London, June 6, 2026, 20:06 BST
- IMI ended Friday at 2,832p, up 1.07% on the day. The shares rose around 1.8% for the week.
- IMI reported in its latest filing that it bought 107,200 shares at an average price of 2,805.8001p on June 4.
- London markets are closed for the weekend. The next watch comes Monday, when rates, oil and buyback news take focus.
IMI plc shares finished the week higher than the broader London market. The engineering company closed Friday at 2,832p, gaining 1.07%. Investors kept an eye on its share buyback and ongoing macro uncertainty. Since May 29, the stock has risen about 1.8% from 2,782p.
London’s market shuts for the weekend, so Friday’s close stands as the last available price until trading starts again. The exchange trades on weekdays, with normal hours from 8:00 to 16:30 local time.
IMI said in a regulatory filing Friday it bought back 107,200 ordinary shares on June 4 through J.P. Morgan Securities at an average price of 2,805.8001p for cancellation. Buybacks like this cut the share count, which can boost per-share earnings if the company’s profits don’t change.
The buyback is now a key factor for the stock in the short term. IMI said on May 29 that Deutsche Numis will run the next £250 million part of a buyback program of up to £500 million, targeting completion by the end of 2026.
FTSE 100 eked out a 0.07% gain Friday, but the FTSE 250 dropped 1%. Both finished the week in the red as traders weighed war headlines from the Middle East, higher oil prices stoking inflation, and shifting rate bets in the UK.
The weak UK labor market should keep a lid on second-round inflation, Capital Economics chief UK economist Paul Dales told Reuters. That means less chance of price increases feeding into wages and costs after the first shock. Traders continued to bet the Bank of England would keep rates steady at 3.75% this month, Reuters reported.
IMI’s earnings are still a core focus. In its trading update from May, the group said first-quarter organic revenue rose 5% from a year earlier, stripping out currency changes and deals. IMI kept its forecast for full-year adjusted basic earnings per share at 136p to 142p.
IMI CEO Roy Twite said the group had “a good start to the year” and is still aiming for a sixth year running of mid-single-digit organic revenue growth. IMI said energy, automation and healthcare are still helping drive demand. IMI plc
IMI stood out from a sector rival on Friday. Shares of Spirax Group, another UK-based engineering firm in thermal energy and fluid technology, slipped 1.52% to £68.20. The FTSE 100 ticked up, so IMI’s gain wasn’t just investor appetite for all London-listed engineers.
IMI investors are watching whether buyback disclosures keep showing steady support around these levels through the week ahead, and if the market is still willing to pay up for IMI’s growth track. The company’s next scheduled update isn’t until July 31, when IMI will release half-year results for the period ending June 30.
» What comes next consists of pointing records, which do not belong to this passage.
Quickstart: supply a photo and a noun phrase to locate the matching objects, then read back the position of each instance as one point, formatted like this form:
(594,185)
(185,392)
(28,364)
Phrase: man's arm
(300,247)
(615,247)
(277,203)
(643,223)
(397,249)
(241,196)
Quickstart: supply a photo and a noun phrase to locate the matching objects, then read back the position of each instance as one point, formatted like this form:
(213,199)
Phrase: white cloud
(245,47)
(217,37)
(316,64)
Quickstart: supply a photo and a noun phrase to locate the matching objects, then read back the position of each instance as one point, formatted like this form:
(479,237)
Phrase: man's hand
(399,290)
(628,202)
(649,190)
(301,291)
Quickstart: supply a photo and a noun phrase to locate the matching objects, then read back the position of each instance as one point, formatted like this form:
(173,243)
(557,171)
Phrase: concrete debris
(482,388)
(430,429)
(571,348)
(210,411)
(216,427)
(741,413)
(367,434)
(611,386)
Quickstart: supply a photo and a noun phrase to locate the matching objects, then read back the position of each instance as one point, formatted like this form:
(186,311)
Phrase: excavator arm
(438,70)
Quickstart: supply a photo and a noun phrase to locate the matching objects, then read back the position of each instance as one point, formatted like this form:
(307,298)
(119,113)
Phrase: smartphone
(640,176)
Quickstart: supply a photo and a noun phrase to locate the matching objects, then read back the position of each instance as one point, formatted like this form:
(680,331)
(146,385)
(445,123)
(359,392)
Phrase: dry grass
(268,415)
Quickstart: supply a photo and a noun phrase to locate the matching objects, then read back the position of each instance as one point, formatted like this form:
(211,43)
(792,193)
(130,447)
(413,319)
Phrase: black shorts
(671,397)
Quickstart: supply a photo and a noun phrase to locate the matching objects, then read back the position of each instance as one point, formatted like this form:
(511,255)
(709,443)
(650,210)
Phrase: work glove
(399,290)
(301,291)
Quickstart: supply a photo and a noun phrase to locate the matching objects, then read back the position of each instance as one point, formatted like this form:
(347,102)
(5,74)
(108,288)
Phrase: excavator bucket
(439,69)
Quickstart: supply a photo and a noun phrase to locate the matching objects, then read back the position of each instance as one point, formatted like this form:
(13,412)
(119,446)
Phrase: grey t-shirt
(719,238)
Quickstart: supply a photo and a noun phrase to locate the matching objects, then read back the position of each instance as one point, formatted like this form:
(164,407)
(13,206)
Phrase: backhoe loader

Risks remain. IMI’s outlook counts on planned Middle East shipments reaching customers by year-end, but the company said it is monitoring for any indirect fallout from the conflict. An oil shock, shipping disruptions or a more hawkish rate path could hit sentiment for cyclical industrials, buyback or not.
IMI shares head into Monday looking strong, with the capital return still in play and not much tolerance for bad news. Price action stayed firm. What happens next may have more to do with how London investors treat cash returns during a jumpy macro week than anything IMI does by itself.